Literature DB >> 27661221

Novel 3D Culture Systems for Studies of Human Liver Function and Assessments of the Hepatotoxicity of Drugs and Drug Candidates.

Volker M Lauschke1, Delilah F G Hendriks1, Catherine C Bell1, Tommy B Andersson1,2, Magnus Ingelman-Sundberg1.   

Abstract

The liver is an organ with critical importance for drug treatment as the disposition and response to a given drug is often determined by its hepatic metabolism. Patient-specific factors can entail increased susceptibility to drug-induced liver injury, which constitutes a major risk for drug development programs causing attrition of promising drug candidates or costly withdrawals in postmarketing stages. Hitherto, mainly animal studies and 2D hepatocyte systems have been used for the examination of human drug metabolism and toxicity.
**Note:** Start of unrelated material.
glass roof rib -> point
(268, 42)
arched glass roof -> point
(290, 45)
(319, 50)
Yet, these models are far from satisfactory due to extensive species differences and because hepatocytes in 2D cultures rapidly dedifferentiate resulting in the loss of their hepatic phenotype and functionality. With the increasing comprehension that 3D cell culture systems more accurately reflect in vivo physiology, in the recent decade more and more research has focused on the development and optimization of various 3D culture strategies in an attempt to preserve liver properties in vitro. In this contribution, we critically review these developments, which have resulted in an arsenal of different static and perfused 3D models. These systems include sandwich-cultured hepatocytes, spheroid culture platforms, and various microfluidic liver or multiorgan biochips. Importantly, in many of these models hepatocytes maintain their phenotype for prolonged times, which allows probing the potential of newly developed chemical entities to cause chronic hepatotoxicity. Moreover, some platforms permit the investigation of drug action in specific genetic backgrounds or diseased hepatocytes, thereby significantly expanding the repertoire of tools to detect drug-induced liver injuries. It is concluded that the development of 3D liver models has hitherto been fruitful and that systems are now at hand whose sensitivity and specificity in detecting hepatotoxicity are superior to those of classical 2D culture systems. For the future, we highlight the need to develop more integrated coculture model systems to emulate immunotoxicities that arise due to complex interactions between hepatocytes and immune cells.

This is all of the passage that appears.